Il processo d’Appello per l’omicidio del boss di San Giovanni a Teduccio Patrizio Reale si è aperto ieri con un colpo di scena. Gli imputati, Salvatore D’Amico ‘o pirata, Ciro Cirillo, Armando De Maio e Luigi D’Amico hanno deciso di ammettere le proprie responsabilità. Una mossa finalizzata ad evitare la conferma degli ergastoli in primo piano. Nel collegio difensivo gli avvocati Leopoldo Perone, Giuseppe Perfetto, Domenico Dello Iacono.

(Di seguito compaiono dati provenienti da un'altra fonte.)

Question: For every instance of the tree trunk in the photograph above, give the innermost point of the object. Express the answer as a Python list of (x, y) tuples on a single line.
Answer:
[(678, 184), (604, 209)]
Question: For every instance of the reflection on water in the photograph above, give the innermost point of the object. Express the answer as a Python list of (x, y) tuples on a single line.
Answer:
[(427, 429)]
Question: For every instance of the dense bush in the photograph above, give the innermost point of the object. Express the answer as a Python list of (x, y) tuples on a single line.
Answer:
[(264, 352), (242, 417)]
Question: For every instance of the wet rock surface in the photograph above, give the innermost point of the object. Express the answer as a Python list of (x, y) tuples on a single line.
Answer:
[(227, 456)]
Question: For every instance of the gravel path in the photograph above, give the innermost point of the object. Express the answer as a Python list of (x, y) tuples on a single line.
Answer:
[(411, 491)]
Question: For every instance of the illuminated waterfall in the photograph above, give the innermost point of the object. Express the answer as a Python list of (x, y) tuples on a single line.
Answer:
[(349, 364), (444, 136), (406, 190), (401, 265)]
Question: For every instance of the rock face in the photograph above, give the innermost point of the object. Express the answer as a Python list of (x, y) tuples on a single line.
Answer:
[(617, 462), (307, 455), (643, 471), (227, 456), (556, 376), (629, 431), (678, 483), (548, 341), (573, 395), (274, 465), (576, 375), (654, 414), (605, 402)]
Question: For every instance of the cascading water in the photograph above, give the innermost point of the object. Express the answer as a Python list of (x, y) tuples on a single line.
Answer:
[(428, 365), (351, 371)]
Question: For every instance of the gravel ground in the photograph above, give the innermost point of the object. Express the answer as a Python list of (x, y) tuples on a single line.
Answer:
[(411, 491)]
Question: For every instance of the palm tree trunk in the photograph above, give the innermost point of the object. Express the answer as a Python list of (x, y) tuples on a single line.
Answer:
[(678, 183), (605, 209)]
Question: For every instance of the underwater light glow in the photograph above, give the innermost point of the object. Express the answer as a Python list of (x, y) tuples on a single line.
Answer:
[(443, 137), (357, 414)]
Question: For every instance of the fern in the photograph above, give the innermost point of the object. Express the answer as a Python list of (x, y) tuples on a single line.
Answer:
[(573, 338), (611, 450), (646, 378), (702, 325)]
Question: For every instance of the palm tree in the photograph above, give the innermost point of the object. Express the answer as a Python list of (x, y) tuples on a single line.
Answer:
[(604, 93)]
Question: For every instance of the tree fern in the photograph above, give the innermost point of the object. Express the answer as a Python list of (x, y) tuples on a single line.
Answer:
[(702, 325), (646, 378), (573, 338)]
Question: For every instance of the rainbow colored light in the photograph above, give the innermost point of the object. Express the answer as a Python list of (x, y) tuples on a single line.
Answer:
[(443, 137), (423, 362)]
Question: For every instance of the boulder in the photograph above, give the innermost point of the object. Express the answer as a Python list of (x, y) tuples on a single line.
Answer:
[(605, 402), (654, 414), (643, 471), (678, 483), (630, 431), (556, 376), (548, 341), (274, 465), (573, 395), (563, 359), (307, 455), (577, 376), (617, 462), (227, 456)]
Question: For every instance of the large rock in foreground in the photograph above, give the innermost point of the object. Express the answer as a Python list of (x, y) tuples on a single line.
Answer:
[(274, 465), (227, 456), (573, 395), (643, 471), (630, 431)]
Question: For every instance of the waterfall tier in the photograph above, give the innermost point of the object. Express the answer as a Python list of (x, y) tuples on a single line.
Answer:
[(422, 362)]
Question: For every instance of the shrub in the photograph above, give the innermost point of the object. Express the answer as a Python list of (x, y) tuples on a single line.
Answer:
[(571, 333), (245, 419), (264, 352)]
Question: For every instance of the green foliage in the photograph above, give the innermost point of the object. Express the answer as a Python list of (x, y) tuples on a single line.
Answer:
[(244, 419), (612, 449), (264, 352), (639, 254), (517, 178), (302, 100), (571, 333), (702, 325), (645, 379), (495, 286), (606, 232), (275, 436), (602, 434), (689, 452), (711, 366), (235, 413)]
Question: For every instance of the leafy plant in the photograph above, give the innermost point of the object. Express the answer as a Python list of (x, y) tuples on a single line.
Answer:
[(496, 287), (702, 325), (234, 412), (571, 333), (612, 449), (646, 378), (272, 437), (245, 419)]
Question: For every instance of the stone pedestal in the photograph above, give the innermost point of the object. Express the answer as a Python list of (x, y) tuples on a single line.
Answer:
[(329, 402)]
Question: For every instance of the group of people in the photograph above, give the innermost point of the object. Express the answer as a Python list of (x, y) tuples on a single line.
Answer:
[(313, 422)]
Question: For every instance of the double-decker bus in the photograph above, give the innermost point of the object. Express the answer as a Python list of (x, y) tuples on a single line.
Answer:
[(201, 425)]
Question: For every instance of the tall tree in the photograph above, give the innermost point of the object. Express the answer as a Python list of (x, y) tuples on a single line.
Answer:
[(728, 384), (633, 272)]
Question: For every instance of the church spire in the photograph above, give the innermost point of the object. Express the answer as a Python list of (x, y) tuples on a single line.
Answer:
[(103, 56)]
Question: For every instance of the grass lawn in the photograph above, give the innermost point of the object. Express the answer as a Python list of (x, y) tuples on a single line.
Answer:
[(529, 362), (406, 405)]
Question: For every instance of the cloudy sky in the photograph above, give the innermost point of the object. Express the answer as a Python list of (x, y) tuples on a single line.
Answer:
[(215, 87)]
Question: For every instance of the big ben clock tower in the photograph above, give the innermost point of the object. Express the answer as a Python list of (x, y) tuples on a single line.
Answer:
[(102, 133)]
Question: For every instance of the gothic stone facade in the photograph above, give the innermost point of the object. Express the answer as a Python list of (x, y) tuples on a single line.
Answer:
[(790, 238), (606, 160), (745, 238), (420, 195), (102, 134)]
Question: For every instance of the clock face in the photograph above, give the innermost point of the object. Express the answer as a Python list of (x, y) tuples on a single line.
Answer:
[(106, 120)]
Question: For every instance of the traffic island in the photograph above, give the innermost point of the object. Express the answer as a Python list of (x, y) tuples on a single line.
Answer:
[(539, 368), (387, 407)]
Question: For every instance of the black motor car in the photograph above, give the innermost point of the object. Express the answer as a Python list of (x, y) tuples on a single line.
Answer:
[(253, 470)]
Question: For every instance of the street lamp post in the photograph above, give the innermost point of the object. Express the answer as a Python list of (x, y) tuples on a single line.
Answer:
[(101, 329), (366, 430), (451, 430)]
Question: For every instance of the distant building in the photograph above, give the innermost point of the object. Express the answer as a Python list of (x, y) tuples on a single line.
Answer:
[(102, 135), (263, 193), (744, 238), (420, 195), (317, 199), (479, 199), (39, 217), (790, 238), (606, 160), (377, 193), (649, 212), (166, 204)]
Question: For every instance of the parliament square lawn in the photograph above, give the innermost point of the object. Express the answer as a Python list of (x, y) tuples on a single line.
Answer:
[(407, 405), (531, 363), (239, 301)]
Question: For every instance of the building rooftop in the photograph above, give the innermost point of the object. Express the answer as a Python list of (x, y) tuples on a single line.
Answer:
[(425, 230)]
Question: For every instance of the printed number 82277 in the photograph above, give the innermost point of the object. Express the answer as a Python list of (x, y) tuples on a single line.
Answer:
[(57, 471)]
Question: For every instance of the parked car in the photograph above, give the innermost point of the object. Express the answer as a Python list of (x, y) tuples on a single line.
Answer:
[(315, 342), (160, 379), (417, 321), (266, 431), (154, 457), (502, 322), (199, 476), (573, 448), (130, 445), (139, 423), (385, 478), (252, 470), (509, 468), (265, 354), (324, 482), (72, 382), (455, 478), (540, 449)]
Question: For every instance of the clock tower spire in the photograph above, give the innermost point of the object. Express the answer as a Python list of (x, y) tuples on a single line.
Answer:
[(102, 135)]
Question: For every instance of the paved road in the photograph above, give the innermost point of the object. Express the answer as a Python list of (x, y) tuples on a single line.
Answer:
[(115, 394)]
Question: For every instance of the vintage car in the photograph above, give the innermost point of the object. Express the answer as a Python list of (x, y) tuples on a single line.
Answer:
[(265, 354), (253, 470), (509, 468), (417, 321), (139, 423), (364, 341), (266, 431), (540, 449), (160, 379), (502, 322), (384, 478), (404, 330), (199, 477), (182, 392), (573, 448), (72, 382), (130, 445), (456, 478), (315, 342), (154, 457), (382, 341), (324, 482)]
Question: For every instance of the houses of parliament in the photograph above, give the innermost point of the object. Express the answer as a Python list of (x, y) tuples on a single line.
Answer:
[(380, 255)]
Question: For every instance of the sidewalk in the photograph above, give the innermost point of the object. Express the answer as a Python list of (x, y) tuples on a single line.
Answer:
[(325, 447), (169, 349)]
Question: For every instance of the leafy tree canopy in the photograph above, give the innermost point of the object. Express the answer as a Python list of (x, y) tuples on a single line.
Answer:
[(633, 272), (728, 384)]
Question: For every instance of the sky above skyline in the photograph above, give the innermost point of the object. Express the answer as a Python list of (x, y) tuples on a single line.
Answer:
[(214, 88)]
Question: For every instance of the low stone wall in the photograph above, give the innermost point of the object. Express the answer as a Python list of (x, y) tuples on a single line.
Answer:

Dall’inchiesta era già uscito Gennaro D’Amico mentre il grande accusatore del gruppo di via Villa San Giovanni e cioè Umberto D’Amico ‘o lion aveva rimediato una condanna a 12 anni.
Il genero di Salvatore D’Amico, Gesualdo Sartori, si era invece già visto annullare l’ordinanza di custodia cautelare. Secondo la ricostruzione di ‘o lion e di quella di altri collaboratori di giustizia i ‘Gennarella’ (soprannome con cui vengono identificati i D’Amico di San Giovanni a Teduccio) penetrarono nel cortile di un palazzo sicuri di trovare ‘Patriziotto’ che fu colpito a morte mentre un altro affiliato che era in sua compagnia, Giovanni Nocerino, rimase ferito. Un omicidio che rappresentò uno dei momenti più cruenti della lunga guerra tra i due schieramenti, nemici da sempre.

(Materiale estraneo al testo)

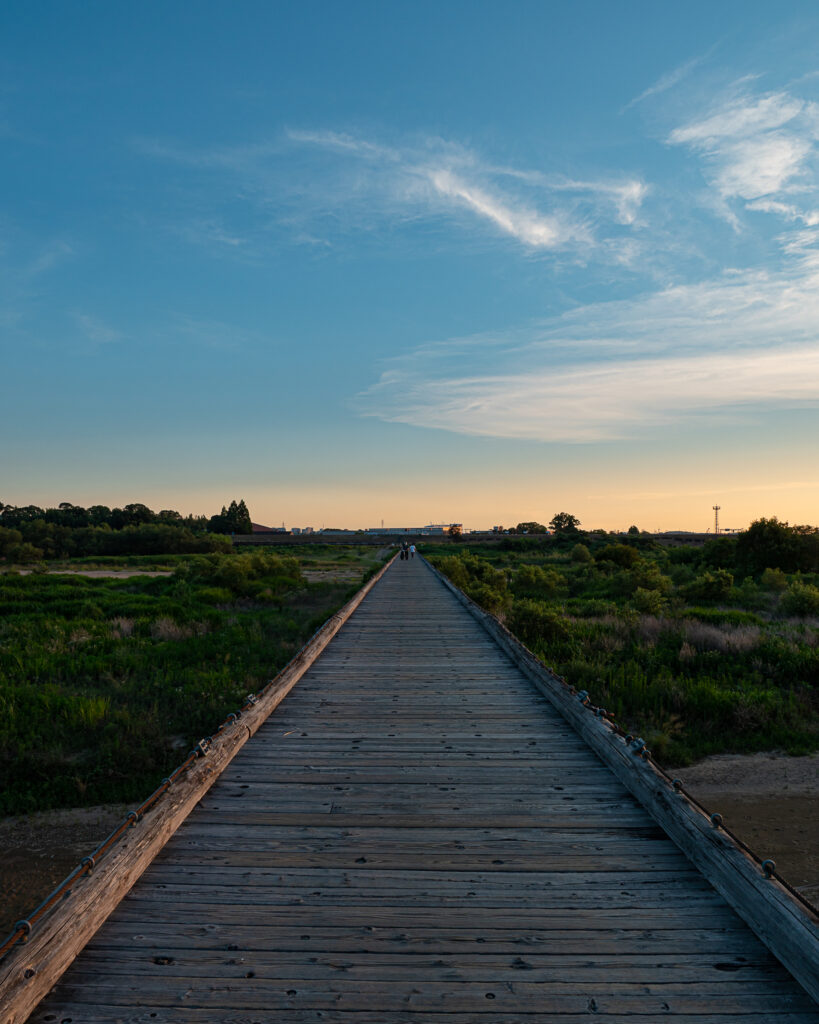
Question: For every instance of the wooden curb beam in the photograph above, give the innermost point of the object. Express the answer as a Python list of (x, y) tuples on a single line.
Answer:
[(786, 927), (30, 970)]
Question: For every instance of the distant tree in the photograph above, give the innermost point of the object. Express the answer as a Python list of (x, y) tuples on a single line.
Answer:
[(99, 514), (233, 519), (529, 527), (579, 553), (138, 513), (563, 522), (801, 599), (771, 544)]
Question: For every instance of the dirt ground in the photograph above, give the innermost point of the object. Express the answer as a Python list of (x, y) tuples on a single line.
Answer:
[(770, 800), (102, 573), (37, 851)]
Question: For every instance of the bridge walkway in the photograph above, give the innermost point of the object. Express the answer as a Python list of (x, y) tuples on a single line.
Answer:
[(417, 836)]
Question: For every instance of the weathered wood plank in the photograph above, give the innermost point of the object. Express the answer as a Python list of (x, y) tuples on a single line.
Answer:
[(417, 836), (27, 973), (784, 925)]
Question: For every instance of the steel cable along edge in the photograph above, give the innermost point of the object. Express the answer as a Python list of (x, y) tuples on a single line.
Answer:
[(767, 866), (23, 929)]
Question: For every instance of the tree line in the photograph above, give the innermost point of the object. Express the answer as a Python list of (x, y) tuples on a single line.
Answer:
[(31, 534)]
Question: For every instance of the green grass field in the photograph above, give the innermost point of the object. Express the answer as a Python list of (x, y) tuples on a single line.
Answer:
[(105, 684), (687, 656)]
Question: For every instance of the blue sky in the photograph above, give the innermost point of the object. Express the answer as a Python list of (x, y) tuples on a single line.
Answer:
[(412, 261)]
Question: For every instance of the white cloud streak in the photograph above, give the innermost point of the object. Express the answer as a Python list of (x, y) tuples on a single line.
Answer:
[(441, 178), (755, 146), (612, 401), (665, 82), (745, 342)]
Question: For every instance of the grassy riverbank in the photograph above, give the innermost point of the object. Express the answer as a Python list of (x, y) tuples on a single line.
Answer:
[(686, 655), (105, 684)]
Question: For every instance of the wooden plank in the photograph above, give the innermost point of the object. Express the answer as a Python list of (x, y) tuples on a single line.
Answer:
[(340, 995), (394, 846), (101, 1013), (29, 971), (784, 925)]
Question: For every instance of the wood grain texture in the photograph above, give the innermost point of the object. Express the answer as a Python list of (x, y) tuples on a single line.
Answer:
[(29, 971), (418, 836)]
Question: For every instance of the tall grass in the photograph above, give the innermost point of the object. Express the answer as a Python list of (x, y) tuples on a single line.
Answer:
[(691, 678), (104, 684)]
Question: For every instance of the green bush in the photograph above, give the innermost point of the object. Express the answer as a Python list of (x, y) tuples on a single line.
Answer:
[(621, 554), (533, 621), (714, 586), (801, 599), (650, 602), (580, 554), (774, 580), (533, 581)]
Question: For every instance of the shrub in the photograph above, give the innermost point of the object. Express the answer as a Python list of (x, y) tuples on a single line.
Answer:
[(486, 596), (648, 601), (580, 554), (709, 587), (621, 554), (774, 580), (533, 621), (801, 599), (532, 581)]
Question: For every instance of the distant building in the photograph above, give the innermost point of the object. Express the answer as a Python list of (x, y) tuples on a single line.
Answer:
[(432, 529)]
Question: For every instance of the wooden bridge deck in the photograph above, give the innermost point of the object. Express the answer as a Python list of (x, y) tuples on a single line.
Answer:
[(416, 835)]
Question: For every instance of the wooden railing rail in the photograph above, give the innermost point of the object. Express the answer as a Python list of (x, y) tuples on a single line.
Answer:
[(31, 969), (786, 926)]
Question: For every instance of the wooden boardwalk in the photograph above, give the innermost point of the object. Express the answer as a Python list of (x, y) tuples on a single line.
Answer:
[(417, 836)]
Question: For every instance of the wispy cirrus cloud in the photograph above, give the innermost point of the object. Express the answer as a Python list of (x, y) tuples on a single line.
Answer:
[(745, 342), (755, 145), (666, 81), (96, 330), (438, 178), (347, 182)]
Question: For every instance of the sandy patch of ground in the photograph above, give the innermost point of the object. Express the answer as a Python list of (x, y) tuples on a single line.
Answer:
[(101, 573), (37, 851), (771, 801), (333, 576)]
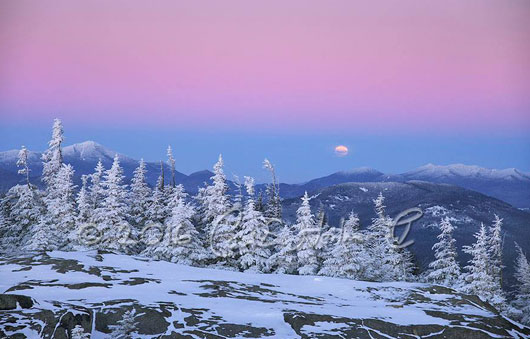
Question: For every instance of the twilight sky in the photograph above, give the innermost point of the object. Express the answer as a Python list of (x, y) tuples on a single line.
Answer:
[(402, 83)]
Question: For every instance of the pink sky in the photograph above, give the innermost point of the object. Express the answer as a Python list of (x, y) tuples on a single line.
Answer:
[(317, 64)]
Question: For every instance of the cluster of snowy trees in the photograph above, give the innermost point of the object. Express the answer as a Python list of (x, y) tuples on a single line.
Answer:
[(483, 274), (243, 231)]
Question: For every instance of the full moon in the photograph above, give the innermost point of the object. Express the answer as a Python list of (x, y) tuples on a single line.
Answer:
[(341, 151)]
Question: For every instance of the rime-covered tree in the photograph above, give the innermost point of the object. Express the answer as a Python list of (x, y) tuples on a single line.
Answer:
[(111, 217), (214, 200), (495, 250), (444, 270), (79, 333), (171, 163), (284, 259), (180, 241), (380, 267), (22, 163), (521, 302), (83, 201), (97, 191), (21, 211), (478, 278), (126, 326), (24, 207), (273, 207), (347, 257), (253, 235), (308, 238), (56, 227), (62, 207), (140, 196), (52, 158), (158, 207)]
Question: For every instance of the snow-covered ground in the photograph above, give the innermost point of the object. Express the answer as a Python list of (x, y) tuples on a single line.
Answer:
[(207, 300)]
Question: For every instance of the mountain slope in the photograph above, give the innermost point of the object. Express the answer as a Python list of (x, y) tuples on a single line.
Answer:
[(53, 292), (467, 210), (509, 185)]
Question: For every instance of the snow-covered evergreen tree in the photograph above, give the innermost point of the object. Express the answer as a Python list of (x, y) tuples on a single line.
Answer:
[(52, 158), (83, 201), (252, 235), (21, 210), (79, 333), (444, 270), (478, 278), (308, 237), (348, 256), (62, 207), (140, 196), (56, 226), (96, 189), (158, 207), (125, 327), (214, 200), (380, 267), (171, 163), (22, 163), (180, 241), (495, 250), (111, 217), (273, 208), (521, 302), (284, 259)]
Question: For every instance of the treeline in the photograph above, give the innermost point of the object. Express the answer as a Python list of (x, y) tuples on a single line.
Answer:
[(244, 231)]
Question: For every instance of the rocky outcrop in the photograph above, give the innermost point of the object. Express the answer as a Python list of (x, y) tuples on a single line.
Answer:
[(174, 301)]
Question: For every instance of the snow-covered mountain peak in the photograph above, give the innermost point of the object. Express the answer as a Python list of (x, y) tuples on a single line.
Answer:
[(90, 150), (360, 170), (470, 171)]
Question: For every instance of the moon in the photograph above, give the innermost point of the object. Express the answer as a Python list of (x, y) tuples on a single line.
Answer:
[(341, 151)]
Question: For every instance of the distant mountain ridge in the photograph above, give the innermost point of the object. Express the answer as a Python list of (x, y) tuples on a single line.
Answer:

Il racconto della ‘staffetta’ D’Amico
D’Amico ha raccontato ai magistrati come andò quel giorno e chi erano i componenti del commando spiegando che in quell’occasione ebbe il ruolo di ‘staffetta’: «Ho commesso l’omicidio di Patrizio Reale con il ruolo di staffetta nel 2009. I mandanti sono mio padre Luigi, mio zio Salvatore, e mio zio Gennaro. Esecutori materiale Gesualdo Sartori e Armando De Maio. Ciro Ciriello ha fatto da staffetta come me. A sparare è stato Armando. Il motorino lo abbiamo bruciato a Marigliano. La pistola l’ho buttata abbascia a Marina, dove sta Porto Fiorito. Era una 38 speciaL lo ero sulla mia macchina Classe B dorata insieme a Ciriello Ciro. Gesualdo e Armando erano su uno scooter, SH nero rubato. Gesualdo alla guida e Armando dietro. A sparare è stato Armando. Il motorino Io hanno bruciato Armando e Gennaro. La pistola l’ho buttata io. Per quanto riguarda la decisione, eravamo a tavola a casa di mio zio Gennaro, io, i miei zii Salvatore e Gennaro. Improta Gennaro, mio padre, Sartori. Avevamo saputo che Patrizio Reale ci voleva uccidere e che spacciava in casa. Con la scusa di comprare l’erba avevamo deciso di ucciderlo in casa. Mandammo Sartori a comprare la droga e lui gli apriva. Dopo tre o quattro volte, abbiamo mandato Gesualdo Sartori con Armando De Maio per l’omicidio. Siamo arrivati presso l’abitazione di Patrizio Reale, sotto la quale c’è un circoletto all’interno dì un cancello. Io e Ciriello ci siamo fermati fuori. Gesualdo e Armando sono entrati, hanno sparato e sono taciti. Lo li abbiamo aspettati e li abbiamo seguiti fino a Pontecitra dove abita Armando. Abbiamo deciso di mandare Armando De Maio perché venendo da fuori era più facile che non fosse preso dalla Polizia».